Mean steady-state accumulation ratio for marstacimab‑hncq is approximately 4 to 5. Marstacimab‑hncq steady‑state concentrations are achieved by approximately 60 days (8th or 9th subcutaneous dose) when administered once weekly.

Table 2. Steady-State Marstacimab‑hncq Plasma Concentrations Following Once-Weekly Subcutaneous Administration of 150 mg (with a Loading Dose of 300 mg Subcutaneous)
•     Data are presented as arithmetic mean (%CV).
•     Cmin,ss = minimum plasma concentration at steady state; Cmax,ss = maximum plasma concentration at steady state; Cavg,ss = average plasma concentration at steady state.

Parameter

Adults

Adolescents

Cmin,ss (mcg/mL)

13.7 (90.4%)

27.3 (53.2%)

Cmax,ss (mcg/mL)

17.9 (77.5%)

34.7 (48.5%)

Cavg,ss (mcg/mL)

16.5 (81.2%)

32.1 (49.5%)

Absorption
Bioavailability of marstacimab‑hncq following subcutaneous administration is approximately 71%. Median Tmax ranges from 23 to 59 hours following multiple subcutaneous administrations of marstacimab‑hncq to patients with hemophilia. No clinically significant differences were seen in marstacimab‑hncq bioavailability when administered subcutaneously in the arm, thigh or abdomen.

Distribution
Marstacimab‑hncq steady-state apparent volume of distribution is 8.6 L in patients with hemophilia.

Elimination
Marstacimab-hncq is cleared via linear and non-linear mechanisms. Marstacimab‑hncq exhibited non‑linear pharmacokinetics due to target-mediated drug disposition (TMDD) which occurs when it forms marstacimab‑hncq/TFPI complex. Once the target becomes saturated, linear pathway (i.e., catabolism) dominates.

Based on population pharmacokinetic analysis, 90% of marstacimab is expected to be eliminated by the end of approximately 1 month after the last dose (median time for 50% of drug to be eliminated is approximately 7 to 10 days).

Metabolism
Marstacimab‑hncq is expected to be metabolized into small peptides and amino acids by catabolic pathways in the same manner as endogenous IgG.

Specific Populations
No clinically significant differences in pharmacokinetics of marstacimab‑hncq were observed based on race, hemophilia type (A and B), mild renal impairment (eGFR of 60 to 89 mL/min/1.73 m2), and mild hepatic impairment (total bilirubin >1× to ≤1.5× ULN). The effects of geriatric age (>65 years), moderate to severe renal (eGFR <59 mL/min/1.73 m2) and moderate to severe hepatic (Child Pugh class B and C) impairment on marstacimab‑hncq pharmacokinetics are unknown.

Body Weight
Body weight was a significant covariate impacting the pharmacokinetics of marstacimab‑hncq. Marstacimab‑hncq exposures over the body weight range of 35 to 120 kg show a trend for increase in exposure with decrease in body weight. However, dose adjustment based on body weight is not required.

Pediatric Patients
Marstacimab‑hncq clearance (CL) was 29% lower in adolescents (12 to <18 years of age) compared to adults (18 years and older). No clinically significant difference in adolescent marstacimab‑hncq CL (L/hr/kg) compared to adults was observed after adjusting for body weight.

12.6 Immunogenicity

The observed incidence of anti-drug antibodies is highly dependent on the sensitivity and the specificity of the assay. Differences in assay methods preclude meaningful comparisons of the incidence of anti-drug antibodies (ADA) in the studies described below with the incidence of ADA in other studies, including those of marstacimab‑hncq or of other marstacimab products.

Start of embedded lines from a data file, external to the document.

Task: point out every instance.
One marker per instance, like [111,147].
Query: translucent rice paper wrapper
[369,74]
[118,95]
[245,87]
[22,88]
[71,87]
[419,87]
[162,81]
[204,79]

During the 12-month active treatment phase in the BASIS study, 23 of the 116 (19.8%) ADA‑evaluable marstacimab‑hncq‑treated patients developed ADAs. Among the 23 patients who tested positive for ADA, 6 patients (26%) developed neutralizing antibodies (NAbs) against marstacimab‑hncq. Subjects who received marstacimab‑hncq and developed anti-marstacimab-hncq antibodies had reduced marstacimab-hncq steady‑state concentrations, geometric mean decrease in the range of 24% to 50%, compared to those who did not develop anti‑marstacimab‑hncq antibodies through the course of the treatment period.

There was no identified clinically significant effect of ADAs, including NAbs, on safety or efficacy of marstacimab‑hncq over the treatment duration of 12 months.